TOOL: ClassVar[Self] # The role that provides additional information and references in response to tool use requests.
ChatRole is an enum-like class that defines the roles of the author in a chat message. We use a class with class variables to reduce the coupling between versions of the framework and the capabilities available in the various providers. This allows us to work with providers that support extra roles without having to change the framework code. (See also ChatFinishReason.)
The response types are designed to support both structured and unstructured responses, allowing for streaming in the unstructured case.
class ChatResponse(BaseModel):
"""Represents the response to a chat request."""
messages: list[ChatMessage] # The chat response messages.
additional_properties: dict[str, Any] | None = None # Any additional properties associated with the chat response.
conversation_id: str | None = None # An identifier for the state of the conversation.
created_at: CreatedAtT | None = None # A timestamp for the chat response. (TODO: Use a datetime type?)
finish_reason: ChatFinishReason | None = None # The reason for the chat response.
model_id: str | None = None #The model ID used in the creation of the chat response.
raw_representation: Any | None = None # The raw representation of the chat response from an underlying implementation.
response_id: str | None = None # The ID of the chat response.
usage_details: UsageDetails | None = None # The usage details for the chat response.
TValue = TypeVar("TValue", bound=pydantic.BaseModel) # The value type needs to be deserializable (so we rely on Pydantic)
class StructuredResponse(GenericModel, Generic[TValue], ChatResponse):
"""Represents a structured response to a chat request."""
value: TValue
class ChatFinishReason(BaseModel):
"""Represents the reason a chat response completed."""
value: str
CONTENT_FILTER: ClassVar[Self] # type: ignore[assignment]
"""A ChatFinishReason representing the model filtering content, whether for safety, prohibited content,
sensitive content, or other such issues."""
LENGTH: ClassVar[Self] # type: ignore[assignment]
"""A ChatFinishReason representing the model reaching the maximum length allowed for the request and/or
response (typically in terms of tokens)."""
STOP: ClassVar[Self] # type: ignore[assignment]
"""A ChatFinishReason representing the model encountering a natural stop point or provided stop sequence."""
TOOL_CALLS: ClassVar[Self] # type: ignore[assignment]
"""A ChatFinishReason representing the model requesting the use of a tool that was defined in the request."""
For ease of use, all of ChatMessage, ChatResponse, StructuredResponse (and ChatResponseUpdate) provide a helper method to extract the text content. Note that all it does is concatenate any TextContent instances found in the contents. It will ignore any other content types, including TextReasoningContent.
@property
def text(self) -> str:
"""Returns the concatenated text of all messages in the response."""

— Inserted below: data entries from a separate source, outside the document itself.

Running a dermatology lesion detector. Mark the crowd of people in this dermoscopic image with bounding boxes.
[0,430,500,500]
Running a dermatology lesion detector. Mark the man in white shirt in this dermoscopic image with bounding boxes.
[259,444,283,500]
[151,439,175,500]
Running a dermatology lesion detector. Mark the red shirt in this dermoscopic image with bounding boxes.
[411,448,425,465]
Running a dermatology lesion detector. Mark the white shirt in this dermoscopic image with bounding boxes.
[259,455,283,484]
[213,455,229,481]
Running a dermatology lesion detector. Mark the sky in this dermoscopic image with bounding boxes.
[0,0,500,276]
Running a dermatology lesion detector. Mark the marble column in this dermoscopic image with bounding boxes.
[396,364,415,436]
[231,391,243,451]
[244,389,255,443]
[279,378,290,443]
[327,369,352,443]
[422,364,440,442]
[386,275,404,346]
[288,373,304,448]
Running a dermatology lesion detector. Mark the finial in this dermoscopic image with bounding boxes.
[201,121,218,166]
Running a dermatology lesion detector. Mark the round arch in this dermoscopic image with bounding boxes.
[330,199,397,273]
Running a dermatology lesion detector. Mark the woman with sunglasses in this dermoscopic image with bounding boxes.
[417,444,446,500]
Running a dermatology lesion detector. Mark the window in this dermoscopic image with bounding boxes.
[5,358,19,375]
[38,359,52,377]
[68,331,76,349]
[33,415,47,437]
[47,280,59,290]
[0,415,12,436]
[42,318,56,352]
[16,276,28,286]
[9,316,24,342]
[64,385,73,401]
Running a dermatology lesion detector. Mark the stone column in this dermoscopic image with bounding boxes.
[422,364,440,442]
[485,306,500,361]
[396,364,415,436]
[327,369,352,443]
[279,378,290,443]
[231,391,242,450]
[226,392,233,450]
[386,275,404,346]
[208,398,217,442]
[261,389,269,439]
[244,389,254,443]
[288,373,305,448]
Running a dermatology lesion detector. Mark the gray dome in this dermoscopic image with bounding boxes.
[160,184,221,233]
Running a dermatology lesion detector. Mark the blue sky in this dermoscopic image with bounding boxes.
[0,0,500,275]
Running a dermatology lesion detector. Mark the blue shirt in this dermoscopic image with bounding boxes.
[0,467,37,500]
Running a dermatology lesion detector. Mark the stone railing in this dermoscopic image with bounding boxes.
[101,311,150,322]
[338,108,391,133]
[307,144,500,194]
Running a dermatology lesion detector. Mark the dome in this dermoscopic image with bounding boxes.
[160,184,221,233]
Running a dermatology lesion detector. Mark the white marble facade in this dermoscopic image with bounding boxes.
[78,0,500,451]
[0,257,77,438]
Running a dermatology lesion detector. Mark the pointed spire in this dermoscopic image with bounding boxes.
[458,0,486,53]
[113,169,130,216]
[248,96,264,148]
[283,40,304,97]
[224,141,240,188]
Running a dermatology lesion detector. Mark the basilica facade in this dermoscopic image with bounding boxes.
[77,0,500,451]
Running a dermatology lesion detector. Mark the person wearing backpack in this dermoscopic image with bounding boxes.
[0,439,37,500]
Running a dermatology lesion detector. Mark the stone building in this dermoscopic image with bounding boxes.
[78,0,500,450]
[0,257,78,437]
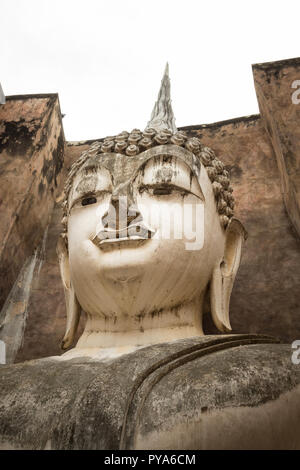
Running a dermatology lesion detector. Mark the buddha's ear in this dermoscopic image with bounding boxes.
[210,219,247,332]
[56,235,81,349]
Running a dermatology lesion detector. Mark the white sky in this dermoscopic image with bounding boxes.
[0,0,300,140]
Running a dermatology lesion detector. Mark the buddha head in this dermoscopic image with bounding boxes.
[57,63,245,356]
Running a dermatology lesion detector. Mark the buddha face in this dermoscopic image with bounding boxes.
[68,145,226,318]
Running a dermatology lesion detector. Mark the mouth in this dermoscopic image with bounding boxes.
[92,224,155,249]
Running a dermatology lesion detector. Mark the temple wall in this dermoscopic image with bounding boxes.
[0,59,300,361]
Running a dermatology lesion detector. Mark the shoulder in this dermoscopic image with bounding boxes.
[131,336,300,449]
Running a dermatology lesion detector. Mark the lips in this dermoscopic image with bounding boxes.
[92,223,155,248]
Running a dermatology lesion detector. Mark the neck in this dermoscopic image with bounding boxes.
[66,299,203,357]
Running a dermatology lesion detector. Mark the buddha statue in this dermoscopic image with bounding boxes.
[0,64,300,449]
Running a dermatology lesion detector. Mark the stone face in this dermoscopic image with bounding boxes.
[0,59,300,361]
[0,335,300,449]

return " ".join(content.text for content in self.contents if isinstance(content, TextContent))
The streaming response type is designed to represent a "differential" of a full response object, in that the relationship between the two is akin to: Join(ChatResponseUpdate) === ChatResponse.
class ChatResponseUpdate(BaseModel):
"""Represents a single streaming response chunk from a `ModelClient`."""
contents: list[AIContent]
"""The chat response update content items."""
additional_properties: dict[str, Any] | None = None
"""Any additional properties associated with the chat response update."""
author_name: str | None = None
"""The name of the author of the response update."""
conversation_id: str | None = None
"""An identifier for the state of the conversation of which this update is a part."""
created_at: CreatedAtT | None = None # use a datetimeoffset type?
"""A timestamp for the chat response update."""
finish_reason: ChatFinishReason | None = None
"""The finish reason for the operation."""
message_id: str | None = None
"""The ID of the message of which this update is a part."""
model_id: str | None = None
"""The model ID associated with this response update."""
raw_representation: Any | None = None
"""The raw representation of the chat response update from an underlying implementation."""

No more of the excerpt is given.